Spare Parts for Maudslays.
Those who are operating Mendslay vehicles will be interested to learn that spare parts for this make of vehicle can be obtained from the manufacturer's addresses at 50, Clapham Road, London, S.W.g, and 220, Wellington Street, Leeds, as well as from Messrs. Leach and Seed, at 79, Bridge Street, Manchester, and 178, Vauxhall Road, Liverpool; Messrs. G. E. Duerden, Savoy Garage, Bull Street, Burnley, and Messrs. A. Stringer, 156, Antrim Road, Belfast.
Steep Hills of Great Britain.
The Automobile Association's booklet giving details of steep hills in England, Wales and Scotland has been revised. It contains over 70 pages setting out hills with a gradient of 1 in 12 or steeper, the roads on which they are situated and any special feature of them. The booklet is issued free to A.A.. members and can be obtained from the Association's headquarters at Fanum House, New Coventry Street, London, W.1, or from any A.A. office.

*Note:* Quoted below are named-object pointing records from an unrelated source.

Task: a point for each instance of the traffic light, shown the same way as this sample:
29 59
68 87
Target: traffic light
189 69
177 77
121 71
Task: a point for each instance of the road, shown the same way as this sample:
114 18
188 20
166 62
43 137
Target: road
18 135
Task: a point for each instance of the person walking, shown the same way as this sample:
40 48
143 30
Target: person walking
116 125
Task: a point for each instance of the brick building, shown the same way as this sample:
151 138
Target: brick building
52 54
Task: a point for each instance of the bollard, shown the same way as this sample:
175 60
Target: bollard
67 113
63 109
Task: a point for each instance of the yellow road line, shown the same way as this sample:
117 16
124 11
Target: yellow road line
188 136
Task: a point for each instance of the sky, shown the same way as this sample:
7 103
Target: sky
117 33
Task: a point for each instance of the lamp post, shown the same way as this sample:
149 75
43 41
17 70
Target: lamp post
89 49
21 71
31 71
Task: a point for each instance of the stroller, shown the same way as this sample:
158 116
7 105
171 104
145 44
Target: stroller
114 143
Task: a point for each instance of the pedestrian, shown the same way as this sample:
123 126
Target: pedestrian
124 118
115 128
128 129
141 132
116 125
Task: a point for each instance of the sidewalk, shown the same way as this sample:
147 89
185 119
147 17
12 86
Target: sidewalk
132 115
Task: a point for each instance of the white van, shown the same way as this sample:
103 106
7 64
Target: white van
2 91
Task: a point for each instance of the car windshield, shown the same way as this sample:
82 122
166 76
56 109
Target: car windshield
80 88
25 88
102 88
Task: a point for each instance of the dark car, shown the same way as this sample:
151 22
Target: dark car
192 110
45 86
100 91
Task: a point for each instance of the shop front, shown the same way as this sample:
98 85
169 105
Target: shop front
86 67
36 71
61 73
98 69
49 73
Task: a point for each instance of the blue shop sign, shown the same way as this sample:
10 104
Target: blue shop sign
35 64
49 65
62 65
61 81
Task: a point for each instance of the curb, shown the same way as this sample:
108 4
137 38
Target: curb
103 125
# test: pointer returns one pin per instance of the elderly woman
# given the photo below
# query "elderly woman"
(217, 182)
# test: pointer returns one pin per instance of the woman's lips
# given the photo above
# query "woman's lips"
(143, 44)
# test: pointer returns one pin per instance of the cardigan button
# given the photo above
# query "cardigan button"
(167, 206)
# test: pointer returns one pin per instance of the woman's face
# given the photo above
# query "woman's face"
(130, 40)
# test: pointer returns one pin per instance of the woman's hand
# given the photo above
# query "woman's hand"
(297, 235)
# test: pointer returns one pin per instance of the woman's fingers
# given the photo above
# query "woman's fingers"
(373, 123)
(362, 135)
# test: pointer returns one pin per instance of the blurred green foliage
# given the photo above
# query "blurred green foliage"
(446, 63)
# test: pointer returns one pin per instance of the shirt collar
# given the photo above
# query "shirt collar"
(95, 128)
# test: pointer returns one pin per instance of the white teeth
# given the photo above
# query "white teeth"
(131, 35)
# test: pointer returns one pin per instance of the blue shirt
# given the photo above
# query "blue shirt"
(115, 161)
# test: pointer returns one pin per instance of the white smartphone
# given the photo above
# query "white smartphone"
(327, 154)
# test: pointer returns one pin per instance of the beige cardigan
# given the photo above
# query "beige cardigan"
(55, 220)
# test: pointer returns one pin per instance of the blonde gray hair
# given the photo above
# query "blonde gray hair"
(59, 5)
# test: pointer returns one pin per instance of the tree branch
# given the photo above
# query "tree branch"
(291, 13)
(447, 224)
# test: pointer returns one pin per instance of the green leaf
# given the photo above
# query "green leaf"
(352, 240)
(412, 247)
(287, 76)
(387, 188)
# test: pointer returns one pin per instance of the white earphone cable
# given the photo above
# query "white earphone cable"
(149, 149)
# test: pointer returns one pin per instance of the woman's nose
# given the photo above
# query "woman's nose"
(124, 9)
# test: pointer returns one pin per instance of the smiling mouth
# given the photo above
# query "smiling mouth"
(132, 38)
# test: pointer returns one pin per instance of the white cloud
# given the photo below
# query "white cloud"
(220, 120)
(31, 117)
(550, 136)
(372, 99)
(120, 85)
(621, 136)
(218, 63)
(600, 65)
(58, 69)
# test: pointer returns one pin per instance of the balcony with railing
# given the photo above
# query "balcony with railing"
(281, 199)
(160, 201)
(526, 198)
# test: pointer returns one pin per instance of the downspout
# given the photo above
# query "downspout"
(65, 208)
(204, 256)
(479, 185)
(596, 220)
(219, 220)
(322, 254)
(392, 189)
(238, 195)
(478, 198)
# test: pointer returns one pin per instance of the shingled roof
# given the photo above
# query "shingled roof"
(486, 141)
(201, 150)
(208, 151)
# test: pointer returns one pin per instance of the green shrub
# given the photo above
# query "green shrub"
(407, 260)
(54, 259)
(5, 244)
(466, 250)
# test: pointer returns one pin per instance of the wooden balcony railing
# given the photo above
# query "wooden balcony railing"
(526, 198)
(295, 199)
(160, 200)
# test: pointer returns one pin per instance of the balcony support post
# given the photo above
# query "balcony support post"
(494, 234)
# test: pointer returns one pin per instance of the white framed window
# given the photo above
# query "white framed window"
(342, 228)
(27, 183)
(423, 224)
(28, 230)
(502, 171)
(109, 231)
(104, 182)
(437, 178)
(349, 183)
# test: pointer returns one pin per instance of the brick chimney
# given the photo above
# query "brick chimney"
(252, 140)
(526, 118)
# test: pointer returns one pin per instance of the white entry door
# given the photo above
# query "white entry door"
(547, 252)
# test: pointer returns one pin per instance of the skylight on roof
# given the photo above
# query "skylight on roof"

During the past few years competition between road and rail transport has become increasingly keen in the French African province of Senegal, and the Government has imposed extremely heavy motor taxes. Finding' that this taxation has failed in its object of discouraging road transport, the Governor of Senegal has just issued a decree which is equivalent to the prohibition of road-borne traffic.
No industrial motor vehicle, whether intended for goods or passengers, weighing, with, its load, more than a ton, may now be used on the road!
The French Federation Nationale de L'Automobile has at once taken the matter up in Paris, and Baron Petiet, the president of the Federation, is urging the Colonial Minister, M. Paul Reynaud, to use his authority in calling the Senegal Government to order.